Benchmarks 2: Tile Generation Benchmarks across Data Formats

Explanation

This page shared results from benchmarking the performance of tiling CMIP6 data stored as COG, NetCDF and Zarr.

The intention is to understand the performance tradeoff between these data formats. These results should not be considered conclusive as additional library and caching improvements may be made in the future.
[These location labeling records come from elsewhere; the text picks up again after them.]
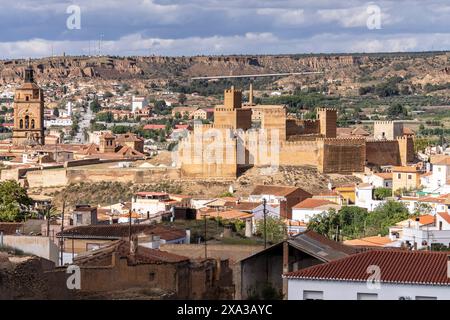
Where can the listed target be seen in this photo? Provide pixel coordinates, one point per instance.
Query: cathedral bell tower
(28, 112)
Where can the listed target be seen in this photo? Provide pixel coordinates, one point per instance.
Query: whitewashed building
(375, 275)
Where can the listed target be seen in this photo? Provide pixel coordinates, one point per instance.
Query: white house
(439, 180)
(375, 275)
(429, 205)
(425, 236)
(364, 197)
(148, 204)
(379, 180)
(138, 103)
(308, 208)
(59, 122)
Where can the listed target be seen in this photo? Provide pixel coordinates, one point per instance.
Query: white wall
(39, 246)
(346, 290)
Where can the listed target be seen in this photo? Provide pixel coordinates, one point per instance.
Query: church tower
(28, 112)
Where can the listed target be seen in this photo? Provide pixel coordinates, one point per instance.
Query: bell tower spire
(29, 74)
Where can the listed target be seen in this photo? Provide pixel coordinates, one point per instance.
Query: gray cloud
(185, 27)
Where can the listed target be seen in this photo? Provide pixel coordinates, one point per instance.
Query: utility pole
(265, 222)
(61, 241)
(129, 228)
(205, 229)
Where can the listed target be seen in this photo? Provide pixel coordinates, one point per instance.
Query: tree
(14, 201)
(382, 193)
(397, 111)
(182, 98)
(276, 229)
(386, 215)
(95, 106)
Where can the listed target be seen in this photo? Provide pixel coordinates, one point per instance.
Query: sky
(38, 28)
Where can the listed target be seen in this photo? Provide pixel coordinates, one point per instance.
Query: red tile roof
(312, 203)
(9, 228)
(154, 127)
(274, 190)
(122, 248)
(397, 266)
(120, 230)
(445, 216)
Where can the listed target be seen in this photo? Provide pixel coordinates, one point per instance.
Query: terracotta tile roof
(149, 193)
(397, 266)
(376, 241)
(243, 206)
(227, 215)
(9, 228)
(143, 255)
(445, 216)
(405, 169)
(154, 127)
(120, 230)
(445, 161)
(312, 203)
(384, 175)
(426, 219)
(408, 131)
(273, 190)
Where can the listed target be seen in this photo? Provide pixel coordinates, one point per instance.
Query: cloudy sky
(35, 28)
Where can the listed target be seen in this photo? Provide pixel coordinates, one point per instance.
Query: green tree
(14, 202)
(276, 229)
(182, 98)
(384, 216)
(382, 193)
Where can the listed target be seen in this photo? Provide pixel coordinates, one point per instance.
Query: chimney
(188, 236)
(133, 245)
(448, 266)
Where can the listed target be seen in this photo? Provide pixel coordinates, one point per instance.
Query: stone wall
(40, 246)
(342, 155)
(383, 152)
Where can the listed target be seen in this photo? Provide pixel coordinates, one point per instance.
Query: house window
(367, 296)
(312, 295)
(92, 246)
(425, 298)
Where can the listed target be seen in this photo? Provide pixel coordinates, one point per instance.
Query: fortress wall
(47, 178)
(299, 153)
(383, 152)
(296, 127)
(406, 149)
(122, 175)
(342, 155)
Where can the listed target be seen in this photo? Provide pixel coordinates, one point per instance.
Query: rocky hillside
(343, 73)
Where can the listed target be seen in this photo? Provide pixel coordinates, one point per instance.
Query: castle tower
(231, 115)
(233, 98)
(28, 112)
(327, 118)
(107, 143)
In order to tile the NetCDF, we use a kerchunk reference file. You are able to use the ZarrReader with NetCDF files without a kerchunk reference file, however you cannot read more than file at once which makes it incomparable with the pgSTAC+COG and Zarr methods.

Dataset Generation

The test datasets produced and benchmarked are:

  1. Cloud-Optimized GeoTiffs (COGs): Tiles are produced using the publicly available CMIP6 COGs in the s3://nex-gddp-cmip6-cog/ bucket. The metadata generation is documented in 01-cmip6-cog-tile-server-benchmarks.ipynb.
  2. kerchunk + netCDF: Tiles are produced using a kerchunk reference file generated for the NetCDF files stored in the s3://nex-gddp-cmip6 bucket. The code to produce the kerchunk reference is in the tile-benchmarking repo: 01-generate-datasets/generate-cmip6-kerchunk.ipynb.
  3. Zarr: Tiles are produced using a zarr store with the same chunking configuration and the underlying NetCDFs. The code to produce the zarr store is in the tile-benchmarking repo: 01-generate-datasets/generate-cmip6-zarr.ipynb.

Tests

Tests were run via the tile-benchmarking/02-run-tests/02-cog-kerchunk-zarr.ipynb notebook.

import pandas as pd
import hvplot.pandas
import holoviews as hv
pd.options.plotting.backend = 'holoviews'
import warnings
warnings.filterwarnings('ignore')
git_url_path = "https://raw.githubusercontent.com/developmentseed/tile-benchmarking/main/02-run-tests/results-csvs/"
df = pd.read_csv(f"{git_url_path}/02-cog-kerchunk-zarr-results.csv")
zooms = range(6)
cmap = ["#E1BE6A", "#40B0A6", "#0C7BDC"]
plt_opts = {"width": 300, "height": 250}

plts = []

for zoom_level in zooms:
    df_level = df[df["zoom"] == zoom_level]
    plts.append(
        df_level.hvplot.box(
            y="time",
            by=["data_format"],
            c="data_format",
            cmap=cmap,
            ylabel="Time to render (ms)",
            xlabel="Data Format",
            legend=False,
            title=f"Zoom level {zoom_level}",
        ).opts(**plt_opts)
    )

hv.Layout(plts).cols(2)

Interpretation of the Results

  • Tiling COGs performs better than tiling Zarr or the kerchunk reference, at all zoom levels.
  • The performance of the kerchunk reference is better than the Zarr store. It is important to consider this is because the NetCDF files’ chunks are the same. Even though 365 time steps (days) are stored in each NetCDF file, it is chunked by day.